By the time we got up, Suzie was at church with Otty and Amy, and Roddy and Michelle were finishing breakfast.  Zoe (14) and Florence (12) found it hilarious that we were travelling in a “Britz” van, and all the children thought it must be a terrific adventure to live in a campervan for a month.

Andrew was planning to spend the day weighing bulls, so we were despatched on a Hawkes Bay ‘wine trail’ (notice we didn’t offer to help with the bulls …!)

The suggested first stop was Selini winery.  They have built a tremendous visitor centre around a restaurant and wine cave.  They also have a reputation for being helpful to tourists like us when it comes to suggesting a route, and providing a map. The wines we tasted were (as we recall) excellent, but we neglected to take a pen and notepad to write any notes (… so you will just have to take our word for it). We had a quick mouthful of cheese before entering the next winery, Trinity.  But even so, by the time we had ‘tasted’ a dozen or so wines, we were both feeling decidedly hungry.  Suzie had recommended that we go into Napier at least once during our stay, to see the celebrated Art Deco architecture. 

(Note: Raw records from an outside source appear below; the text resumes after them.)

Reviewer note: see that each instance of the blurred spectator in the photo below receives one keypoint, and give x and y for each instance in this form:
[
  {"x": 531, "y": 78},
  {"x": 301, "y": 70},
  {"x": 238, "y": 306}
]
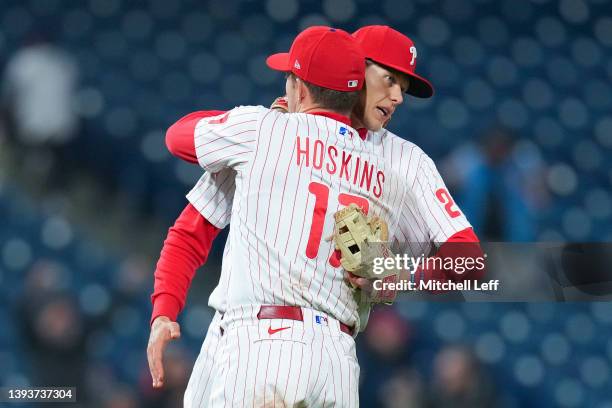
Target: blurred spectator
[
  {"x": 38, "y": 91},
  {"x": 384, "y": 355},
  {"x": 459, "y": 381},
  {"x": 500, "y": 185},
  {"x": 404, "y": 390},
  {"x": 54, "y": 329}
]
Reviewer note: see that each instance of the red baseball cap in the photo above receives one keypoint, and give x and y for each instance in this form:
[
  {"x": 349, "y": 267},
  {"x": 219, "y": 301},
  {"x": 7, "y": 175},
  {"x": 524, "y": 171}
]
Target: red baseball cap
[
  {"x": 390, "y": 48},
  {"x": 324, "y": 56}
]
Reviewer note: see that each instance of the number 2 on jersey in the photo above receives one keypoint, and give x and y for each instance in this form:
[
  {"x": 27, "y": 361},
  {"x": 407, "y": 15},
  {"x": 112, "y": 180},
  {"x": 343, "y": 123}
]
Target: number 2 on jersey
[{"x": 321, "y": 193}]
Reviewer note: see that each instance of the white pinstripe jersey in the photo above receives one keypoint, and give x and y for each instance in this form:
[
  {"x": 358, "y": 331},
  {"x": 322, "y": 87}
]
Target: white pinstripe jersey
[{"x": 291, "y": 173}]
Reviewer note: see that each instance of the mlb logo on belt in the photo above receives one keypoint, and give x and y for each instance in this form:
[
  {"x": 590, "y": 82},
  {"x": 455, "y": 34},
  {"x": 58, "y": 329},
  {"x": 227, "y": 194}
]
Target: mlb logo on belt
[{"x": 321, "y": 320}]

(Napier was nearly entirely levelled by an earthquake in the 1920s, so the whole city was re-built in the Art Deco style of the period.  Whatever you may think of Art Deco, Napier has preserved most of the original facades.) Being Sunday, however, most of the businesses were closed.  Even the seafront seemed deserted.  We called in at the Blues Café, whose menu we had admired from outside, but after several minutes of being studiously ignored by the staff, we left and drove on down the coast.

Just when we had almost given up hope of finding anything to eat at all, we arrived at the Clearview Winery, who just happen to have one of the best courtyard cafes in the region.  We took our time over lunch, then made our way back, cross country, to the Trinity Winery, where we bought a couple of bottles of Pinot Noir for our hosts (and a couple of bottles of Sauvignon Blanc for ourselves …)

We arrived back at the Wilson ranch to find that Roddy had had a successful day’s fishing, and was busily preparing a whale-sized trout for dinner.